そんな折り、開業したばかりの佐藤さんは進んで弁護団に加わってくれた。そして、被害回復のためにはどうしても必要な親会社責任論の担当となった。法廷はもとより弁護団会議、合宿などすべての活動に上田から手弁当で参加してくれた。
1986年6月、一部勝訴判決がなされ、これを足がかりに親会社に不足額を出させ全面解決に至った。佐藤さんの果たした役割の大きさを私は忘れようがない。
佐藤さんは弁護士会の活動にも熱意を持って取り組んだ。私が弁護士会会長を勤めた翌年会長に就任し、信州大学にロースクール設置する道筋を付けた。
事件でも会務でも佐藤さんと私は信頼し合ってこれた。
佐藤さんは弁護士を天職として東信の地で人権と平和のために獅子奮迅の活動をした。
その業績は2022年1月に出版された「信州上田で弁護士業-人権擁護と平和運動の記録」という佐藤さん自身の371ページに及ぶ著作に詳しく記されている。

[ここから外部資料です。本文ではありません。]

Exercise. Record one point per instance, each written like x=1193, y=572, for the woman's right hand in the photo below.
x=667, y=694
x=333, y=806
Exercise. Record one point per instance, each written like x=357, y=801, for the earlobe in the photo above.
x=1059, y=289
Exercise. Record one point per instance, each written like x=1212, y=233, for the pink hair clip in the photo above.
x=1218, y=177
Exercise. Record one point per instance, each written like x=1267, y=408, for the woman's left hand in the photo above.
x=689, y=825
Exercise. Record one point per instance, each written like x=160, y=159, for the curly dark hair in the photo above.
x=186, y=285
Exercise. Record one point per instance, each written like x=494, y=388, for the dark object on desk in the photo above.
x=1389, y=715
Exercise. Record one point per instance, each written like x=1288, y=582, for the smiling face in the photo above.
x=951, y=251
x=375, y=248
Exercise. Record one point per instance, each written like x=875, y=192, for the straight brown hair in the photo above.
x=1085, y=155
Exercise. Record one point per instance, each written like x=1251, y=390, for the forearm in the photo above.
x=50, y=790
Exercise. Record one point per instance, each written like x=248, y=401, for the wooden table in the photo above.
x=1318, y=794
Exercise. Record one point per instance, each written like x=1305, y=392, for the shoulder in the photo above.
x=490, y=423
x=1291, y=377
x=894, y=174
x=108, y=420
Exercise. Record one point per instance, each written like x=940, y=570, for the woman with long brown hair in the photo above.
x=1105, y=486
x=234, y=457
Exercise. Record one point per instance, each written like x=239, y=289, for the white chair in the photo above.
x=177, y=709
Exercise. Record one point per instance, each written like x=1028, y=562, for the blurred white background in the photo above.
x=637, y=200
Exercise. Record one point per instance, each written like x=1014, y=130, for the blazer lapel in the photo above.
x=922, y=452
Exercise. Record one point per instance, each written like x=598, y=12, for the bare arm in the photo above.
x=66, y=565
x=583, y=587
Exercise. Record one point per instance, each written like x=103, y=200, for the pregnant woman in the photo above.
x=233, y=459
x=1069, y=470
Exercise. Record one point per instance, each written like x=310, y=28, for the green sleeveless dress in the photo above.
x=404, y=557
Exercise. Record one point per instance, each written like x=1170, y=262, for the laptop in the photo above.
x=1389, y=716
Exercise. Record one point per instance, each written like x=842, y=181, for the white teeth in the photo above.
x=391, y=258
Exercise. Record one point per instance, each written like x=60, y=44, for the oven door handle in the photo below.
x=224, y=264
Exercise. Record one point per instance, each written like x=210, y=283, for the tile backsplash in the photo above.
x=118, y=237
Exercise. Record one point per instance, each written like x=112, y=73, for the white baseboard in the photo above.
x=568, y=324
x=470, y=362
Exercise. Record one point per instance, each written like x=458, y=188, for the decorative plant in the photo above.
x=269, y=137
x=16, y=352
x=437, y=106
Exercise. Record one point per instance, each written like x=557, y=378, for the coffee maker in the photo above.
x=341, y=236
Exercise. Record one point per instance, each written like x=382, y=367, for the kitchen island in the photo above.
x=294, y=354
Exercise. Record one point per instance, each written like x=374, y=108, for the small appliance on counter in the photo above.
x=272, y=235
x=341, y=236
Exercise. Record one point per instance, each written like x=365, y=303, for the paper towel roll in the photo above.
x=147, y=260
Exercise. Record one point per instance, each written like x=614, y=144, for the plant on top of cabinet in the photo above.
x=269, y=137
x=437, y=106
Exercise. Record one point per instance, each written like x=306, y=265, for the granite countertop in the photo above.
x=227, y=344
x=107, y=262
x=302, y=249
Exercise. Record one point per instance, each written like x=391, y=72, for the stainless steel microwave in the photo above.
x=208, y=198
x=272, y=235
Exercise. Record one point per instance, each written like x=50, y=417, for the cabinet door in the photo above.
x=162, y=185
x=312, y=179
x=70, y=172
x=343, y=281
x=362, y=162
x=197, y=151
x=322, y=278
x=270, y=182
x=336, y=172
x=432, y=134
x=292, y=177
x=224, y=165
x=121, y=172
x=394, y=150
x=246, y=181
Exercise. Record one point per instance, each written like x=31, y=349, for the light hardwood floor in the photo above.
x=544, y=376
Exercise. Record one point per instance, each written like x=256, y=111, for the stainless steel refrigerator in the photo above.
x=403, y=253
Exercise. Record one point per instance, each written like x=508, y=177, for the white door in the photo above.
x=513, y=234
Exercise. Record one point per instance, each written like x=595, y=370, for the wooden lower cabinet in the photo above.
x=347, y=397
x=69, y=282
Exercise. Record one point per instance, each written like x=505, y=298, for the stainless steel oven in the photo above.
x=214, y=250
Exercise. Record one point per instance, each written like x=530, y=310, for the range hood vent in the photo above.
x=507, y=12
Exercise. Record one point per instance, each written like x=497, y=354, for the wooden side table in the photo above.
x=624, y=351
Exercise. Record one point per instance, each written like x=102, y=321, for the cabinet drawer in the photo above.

一方で佐藤さんは、2017年秋から悪性リンパ腫を患い壮絶な闘病生活を送った。その精神力の強さは並のものではない。これも佐藤さんは「がん闘病記 リンパ腫」の小冊子にまとめた。2021年12月に3回目の寛解をしたと記されていたので、私は心の底か安堵した。
そして「信州安保法制違憲訴訟」の弁護団長として、また、秩父困民党の菊池寛平の物語を執筆者するとの活躍を信じていた。
無念であるが、佐藤さんの弁護士活動と一人の人間としての闘病生活に思いを至しながら、もう少し生き長らえたいと思う。